= Lucas Schan =

Lucas Schan (or Lukas Tschan, etc., active 1526–1558) was a natural history artist and wildfowler, known for his illustrations of birds for Conrad Gessner's Historia animalium, published at Zurich in 1551–58 and 1587.

Gessner acknowledges Schan in the book with the words:

 Lucas Schan pictor Argentoratensis aves plurimas ad vivum nobis expressit, & quarundam historias quoque addidit, vir picturae simul et aucupii peritus
(Lucas Schan of Argentoratum [Strasbourg] most vividly depicted birds, and in some places also added a description that captured the bird's behaviour).

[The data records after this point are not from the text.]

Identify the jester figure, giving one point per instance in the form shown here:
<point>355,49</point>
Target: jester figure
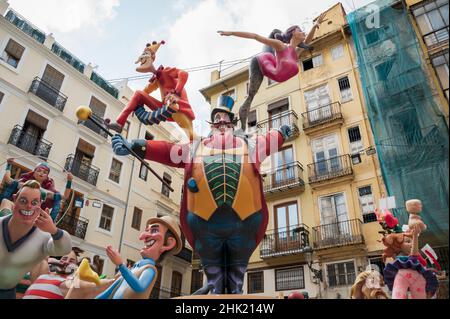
<point>224,214</point>
<point>174,105</point>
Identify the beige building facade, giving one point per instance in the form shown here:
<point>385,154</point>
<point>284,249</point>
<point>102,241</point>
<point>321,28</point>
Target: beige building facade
<point>41,86</point>
<point>323,186</point>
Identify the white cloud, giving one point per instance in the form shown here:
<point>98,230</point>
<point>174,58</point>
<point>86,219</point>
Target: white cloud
<point>193,41</point>
<point>67,15</point>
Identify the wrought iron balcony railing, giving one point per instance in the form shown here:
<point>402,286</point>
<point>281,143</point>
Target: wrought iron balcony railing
<point>289,118</point>
<point>285,241</point>
<point>75,226</point>
<point>84,171</point>
<point>436,37</point>
<point>29,142</point>
<point>185,254</point>
<point>90,125</point>
<point>346,233</point>
<point>165,293</point>
<point>25,26</point>
<point>329,169</point>
<point>322,115</point>
<point>289,176</point>
<point>48,94</point>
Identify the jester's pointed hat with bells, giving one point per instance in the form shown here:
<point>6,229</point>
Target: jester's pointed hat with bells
<point>225,104</point>
<point>154,46</point>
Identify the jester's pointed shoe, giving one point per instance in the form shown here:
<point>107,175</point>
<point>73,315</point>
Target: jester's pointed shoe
<point>163,114</point>
<point>87,274</point>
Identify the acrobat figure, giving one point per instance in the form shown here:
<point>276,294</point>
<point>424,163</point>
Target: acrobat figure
<point>174,105</point>
<point>224,214</point>
<point>410,273</point>
<point>27,236</point>
<point>61,280</point>
<point>161,238</point>
<point>279,60</point>
<point>51,197</point>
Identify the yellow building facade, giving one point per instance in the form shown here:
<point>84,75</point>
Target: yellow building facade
<point>323,186</point>
<point>41,86</point>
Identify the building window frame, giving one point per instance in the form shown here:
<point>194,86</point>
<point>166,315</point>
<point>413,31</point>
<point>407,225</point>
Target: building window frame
<point>102,221</point>
<point>349,280</point>
<point>255,277</point>
<point>290,284</point>
<point>345,91</point>
<point>136,221</point>
<point>17,67</point>
<point>115,173</point>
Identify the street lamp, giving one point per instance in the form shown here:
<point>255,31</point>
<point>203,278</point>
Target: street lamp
<point>317,273</point>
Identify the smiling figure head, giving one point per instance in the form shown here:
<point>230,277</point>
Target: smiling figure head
<point>27,203</point>
<point>161,237</point>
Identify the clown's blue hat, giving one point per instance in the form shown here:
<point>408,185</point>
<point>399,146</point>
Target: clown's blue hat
<point>224,104</point>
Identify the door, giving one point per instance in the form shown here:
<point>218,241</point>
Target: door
<point>287,221</point>
<point>318,104</point>
<point>50,86</point>
<point>326,155</point>
<point>283,162</point>
<point>335,226</point>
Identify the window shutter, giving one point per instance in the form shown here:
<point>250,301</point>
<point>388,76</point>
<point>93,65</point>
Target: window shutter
<point>14,49</point>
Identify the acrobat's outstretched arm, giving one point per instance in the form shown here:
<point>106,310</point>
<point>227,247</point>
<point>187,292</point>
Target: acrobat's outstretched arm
<point>275,44</point>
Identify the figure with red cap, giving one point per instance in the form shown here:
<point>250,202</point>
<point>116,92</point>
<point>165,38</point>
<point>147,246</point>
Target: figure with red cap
<point>51,197</point>
<point>174,105</point>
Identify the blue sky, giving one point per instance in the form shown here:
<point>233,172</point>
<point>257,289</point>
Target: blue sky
<point>112,33</point>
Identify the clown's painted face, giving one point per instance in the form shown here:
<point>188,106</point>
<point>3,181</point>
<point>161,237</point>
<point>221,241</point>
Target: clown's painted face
<point>41,174</point>
<point>67,264</point>
<point>153,238</point>
<point>222,122</point>
<point>27,205</point>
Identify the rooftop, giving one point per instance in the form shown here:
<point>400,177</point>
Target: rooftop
<point>39,36</point>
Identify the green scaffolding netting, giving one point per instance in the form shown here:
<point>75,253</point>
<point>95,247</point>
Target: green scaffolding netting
<point>410,131</point>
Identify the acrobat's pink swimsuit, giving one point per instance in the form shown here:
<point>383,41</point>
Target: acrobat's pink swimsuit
<point>281,67</point>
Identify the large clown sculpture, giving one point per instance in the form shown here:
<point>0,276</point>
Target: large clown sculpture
<point>224,214</point>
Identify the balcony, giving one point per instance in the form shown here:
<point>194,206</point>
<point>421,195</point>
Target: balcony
<point>112,90</point>
<point>285,242</point>
<point>185,254</point>
<point>333,168</point>
<point>286,118</point>
<point>82,170</point>
<point>322,117</point>
<point>25,26</point>
<point>285,179</point>
<point>48,94</point>
<point>90,125</point>
<point>75,226</point>
<point>436,37</point>
<point>30,143</point>
<point>338,234</point>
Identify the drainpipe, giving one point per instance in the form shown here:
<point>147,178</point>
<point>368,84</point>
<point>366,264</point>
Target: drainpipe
<point>365,115</point>
<point>128,198</point>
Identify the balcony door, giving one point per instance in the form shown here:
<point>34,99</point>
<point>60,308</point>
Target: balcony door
<point>33,131</point>
<point>318,104</point>
<point>276,111</point>
<point>287,221</point>
<point>334,219</point>
<point>283,163</point>
<point>50,86</point>
<point>326,155</point>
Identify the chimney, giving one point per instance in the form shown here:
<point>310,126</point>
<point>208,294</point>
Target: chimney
<point>49,40</point>
<point>4,5</point>
<point>215,75</point>
<point>88,70</point>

Schan is the only artist named by Gessner; he painted most of the bird illustrations for his bird volume, together by Gessner's account with some descriptive text. The illustrations (not all by Schan) were so much liked that they were brought out in a volume of their own in 1560, Icones Animalium. Authors such as Ilaria Mazzoleni state without evidence that Schan made most of the illustrations of animals throughout the Historia. Springer and Kinzelbach provide a slightly different quote from Gessner praising Schan:

Lukas Schan Argentoratensis pictor diligentissimus, & idem auceps...
(Lukas Schan, a most diligent painter of Argentoratum and the same as a wildfowler...)

Little else is known about Schan. It is recorded that Lucas Schan of Bornaia testified in Strasbourg in 1526, 1539 and 1544. The Strasbourg City book records also that on 22 November 1526 "Lux [Lucas] of Baranga called Schen, son of Jerg Schanen the sheepshearer, has paid for the right to work in the town [Burgrecht] and serves at Stelzgen".